I've made my suggestions on what I like, so perhaps I can point to some things that I don't like as well, without seeming to just be a nag? I know there is a fine line between info and nagging but when we are new I find it worthwhile to get down to the details on things that may not be obvious at first. My suggestions do not mean that other things will not work but I would like to point new folks to some of the details as those small points are often the ones which do give us the most trouble with the CO2.
The reg body itself is rarely the thing that fails us first as it is a pretty simple thing when we get down to looking at single stage regs. Basic design is that there is a diaphragm that finds a balance between the gas pressure from the CO2 tank and a spring which we adjust with some type of screw to set the outgoing pressure. Pretty simple and not much goes wrong if things are not truly abused.

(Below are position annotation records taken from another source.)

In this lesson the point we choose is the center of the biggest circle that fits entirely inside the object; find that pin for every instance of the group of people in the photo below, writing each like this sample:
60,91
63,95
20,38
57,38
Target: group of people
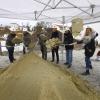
89,46
10,44
88,40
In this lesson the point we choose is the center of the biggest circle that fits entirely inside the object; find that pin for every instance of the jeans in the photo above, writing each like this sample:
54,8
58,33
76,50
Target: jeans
11,53
69,56
88,62
55,51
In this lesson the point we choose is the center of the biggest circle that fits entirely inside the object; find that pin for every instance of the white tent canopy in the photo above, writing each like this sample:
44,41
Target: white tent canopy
51,10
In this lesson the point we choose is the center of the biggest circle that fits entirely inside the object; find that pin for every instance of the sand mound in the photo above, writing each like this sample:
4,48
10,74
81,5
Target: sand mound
35,79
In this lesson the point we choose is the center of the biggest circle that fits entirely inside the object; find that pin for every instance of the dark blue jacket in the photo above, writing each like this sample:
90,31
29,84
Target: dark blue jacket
68,39
90,46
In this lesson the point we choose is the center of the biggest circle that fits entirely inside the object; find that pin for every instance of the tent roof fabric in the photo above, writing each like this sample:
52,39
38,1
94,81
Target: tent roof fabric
51,10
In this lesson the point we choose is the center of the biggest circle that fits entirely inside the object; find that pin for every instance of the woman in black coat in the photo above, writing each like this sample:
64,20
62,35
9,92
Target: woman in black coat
68,41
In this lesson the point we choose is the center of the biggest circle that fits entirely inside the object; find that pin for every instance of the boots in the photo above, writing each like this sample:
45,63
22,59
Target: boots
86,73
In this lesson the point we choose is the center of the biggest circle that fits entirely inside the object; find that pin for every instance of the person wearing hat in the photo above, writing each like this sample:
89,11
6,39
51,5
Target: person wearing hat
42,43
10,46
68,41
26,41
55,34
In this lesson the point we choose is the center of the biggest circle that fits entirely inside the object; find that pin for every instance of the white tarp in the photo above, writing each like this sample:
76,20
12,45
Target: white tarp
51,10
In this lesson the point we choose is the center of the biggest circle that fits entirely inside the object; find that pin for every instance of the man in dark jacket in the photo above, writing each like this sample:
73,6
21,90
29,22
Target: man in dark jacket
68,41
10,46
89,49
42,42
26,41
55,34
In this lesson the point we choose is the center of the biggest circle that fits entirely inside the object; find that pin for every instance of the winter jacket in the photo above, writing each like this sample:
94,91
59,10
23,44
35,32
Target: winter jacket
90,48
68,39
26,39
55,34
10,39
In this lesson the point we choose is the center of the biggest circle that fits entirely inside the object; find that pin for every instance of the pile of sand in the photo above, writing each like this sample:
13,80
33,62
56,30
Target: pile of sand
32,78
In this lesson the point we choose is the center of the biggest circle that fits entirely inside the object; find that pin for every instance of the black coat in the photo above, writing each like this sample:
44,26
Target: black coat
68,39
10,39
90,46
55,34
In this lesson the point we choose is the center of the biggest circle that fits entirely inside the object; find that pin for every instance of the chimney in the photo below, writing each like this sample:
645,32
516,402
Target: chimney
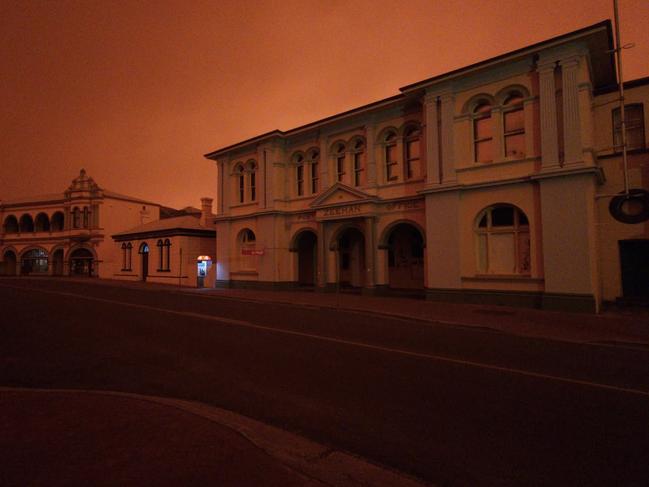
206,212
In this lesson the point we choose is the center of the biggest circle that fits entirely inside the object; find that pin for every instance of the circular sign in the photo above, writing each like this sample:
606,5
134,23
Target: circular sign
631,208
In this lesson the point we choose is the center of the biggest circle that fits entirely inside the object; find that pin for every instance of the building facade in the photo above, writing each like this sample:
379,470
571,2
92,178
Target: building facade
177,250
490,184
68,233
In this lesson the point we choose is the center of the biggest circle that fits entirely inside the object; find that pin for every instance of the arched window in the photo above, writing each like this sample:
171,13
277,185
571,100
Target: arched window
167,262
86,217
390,151
11,224
340,162
412,144
314,160
247,242
503,241
251,169
42,223
129,250
241,182
76,217
482,133
26,223
299,174
160,254
514,126
358,156
57,224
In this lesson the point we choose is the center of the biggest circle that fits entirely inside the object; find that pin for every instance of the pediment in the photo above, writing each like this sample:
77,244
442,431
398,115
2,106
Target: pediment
340,193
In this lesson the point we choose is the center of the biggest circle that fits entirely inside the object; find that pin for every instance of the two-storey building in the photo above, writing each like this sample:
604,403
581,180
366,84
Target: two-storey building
68,233
490,183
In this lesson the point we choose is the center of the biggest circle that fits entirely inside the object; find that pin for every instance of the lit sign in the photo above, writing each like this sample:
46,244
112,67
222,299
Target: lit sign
252,251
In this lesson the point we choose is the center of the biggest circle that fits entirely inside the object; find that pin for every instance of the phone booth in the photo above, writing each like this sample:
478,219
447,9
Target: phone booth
203,263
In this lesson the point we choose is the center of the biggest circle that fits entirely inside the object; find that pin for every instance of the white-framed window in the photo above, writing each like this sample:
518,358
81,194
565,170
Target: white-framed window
358,159
503,241
314,162
299,174
412,149
483,133
514,126
634,121
340,162
390,156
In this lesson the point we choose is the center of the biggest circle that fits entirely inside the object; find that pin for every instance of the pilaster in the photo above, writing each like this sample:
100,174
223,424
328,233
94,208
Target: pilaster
571,119
432,140
548,108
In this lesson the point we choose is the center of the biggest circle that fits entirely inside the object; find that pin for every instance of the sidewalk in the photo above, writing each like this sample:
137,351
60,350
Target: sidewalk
620,327
66,438
630,328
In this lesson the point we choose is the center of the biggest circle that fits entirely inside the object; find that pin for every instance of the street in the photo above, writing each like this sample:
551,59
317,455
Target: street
451,405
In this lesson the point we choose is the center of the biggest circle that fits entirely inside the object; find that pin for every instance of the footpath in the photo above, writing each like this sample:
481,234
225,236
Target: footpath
72,437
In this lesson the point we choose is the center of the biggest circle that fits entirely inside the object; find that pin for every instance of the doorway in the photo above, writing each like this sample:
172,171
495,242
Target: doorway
307,258
634,264
351,261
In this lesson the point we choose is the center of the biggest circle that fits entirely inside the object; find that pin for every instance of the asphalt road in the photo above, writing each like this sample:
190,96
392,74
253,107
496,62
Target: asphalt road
454,406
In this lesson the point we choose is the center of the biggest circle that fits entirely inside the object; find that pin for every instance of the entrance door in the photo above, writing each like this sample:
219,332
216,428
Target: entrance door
351,245
634,263
144,253
306,256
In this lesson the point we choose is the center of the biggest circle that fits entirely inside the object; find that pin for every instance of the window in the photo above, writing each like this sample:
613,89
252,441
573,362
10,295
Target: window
503,241
340,162
391,156
514,126
482,133
358,154
241,182
412,146
76,217
163,254
126,256
299,175
634,121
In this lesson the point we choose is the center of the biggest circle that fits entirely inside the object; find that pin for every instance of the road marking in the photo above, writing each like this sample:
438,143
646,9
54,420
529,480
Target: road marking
438,358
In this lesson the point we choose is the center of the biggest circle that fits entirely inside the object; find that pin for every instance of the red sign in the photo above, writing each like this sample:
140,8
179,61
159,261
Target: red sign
252,252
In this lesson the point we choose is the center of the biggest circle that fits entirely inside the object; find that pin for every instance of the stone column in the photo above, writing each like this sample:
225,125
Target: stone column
548,107
571,119
431,141
448,161
370,153
324,163
321,276
370,252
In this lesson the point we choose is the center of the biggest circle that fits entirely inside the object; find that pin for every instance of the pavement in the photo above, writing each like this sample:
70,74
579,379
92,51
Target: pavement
72,437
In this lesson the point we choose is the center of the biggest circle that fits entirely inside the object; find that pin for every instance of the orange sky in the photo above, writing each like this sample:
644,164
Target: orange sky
137,92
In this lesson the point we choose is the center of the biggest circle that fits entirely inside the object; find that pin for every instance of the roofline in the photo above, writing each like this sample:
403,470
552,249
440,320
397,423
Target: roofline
409,88
634,83
515,53
310,125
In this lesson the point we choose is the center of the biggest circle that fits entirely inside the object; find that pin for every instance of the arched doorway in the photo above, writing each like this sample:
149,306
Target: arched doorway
144,258
81,262
9,263
57,262
34,262
307,243
406,257
351,258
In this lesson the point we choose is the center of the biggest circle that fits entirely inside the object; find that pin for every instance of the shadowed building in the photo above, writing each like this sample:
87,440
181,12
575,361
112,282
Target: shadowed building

But the small parts? They can be a real bad deal so we need to look closely at those. The "gate" (solenoid?) that turns the CO2 on/off is one that can gives lots of heartburn and fail way too soon if it is not a good one. There is the basic "black box" that is often found on ready made units but they can have some real problems as they use a standard method. There is a small pellet of metal that slides inside a small tube when the electro- magnet is powered. To be tight enough to hold gas, that fit has to be tight and that can become a problem due to the long time period we power the solenoid as it can get hot enough to dry any lube and then it may make the parts swell and they stick, either open or closed. The amount of power used is an indicator of how much heat will be generated much like a 60 watt bulb gives more heat than a 25 watt. I think there is kind of a general idea that 7 watts may be too much while 4 watt is workable. I like the Clippard Mouse series as it only uses less than a watt (.67) to move a tiny metal "spider" rather than sliding a pellet. Something like a reed valve, if you are familiar with small engine work. They should last nearly forever in our use.
Lots of info from Clippard here:
The needle valve is the next point where we may need to go for more quality. Several things are involved in making truly good valve for our use. Along finely tapered needle moved in a precision hole with precise threads will give a really fine adjustment while a short stubby needle made from cheaper metal and course threads is kind of like sticking your thumb in a hole to control flow. Hard to set it to 3 bubbles per second versus four! And the cheaper ones tend to move as the gas cuts on/off, so that it requires more fussing to keep it steady. The better quality valves have "drag" built in so keep the setting from drifting.
Not all ready made are bad and many find them good enough but just some points to consider.
Buying a CO2 setup is expensive but it can make it even more expensive to buy a cheap one and find you want to replace it within a short time as it is driving you crazy!!
No perfect answers but some points to look over when shopping! It's a trek, for sure.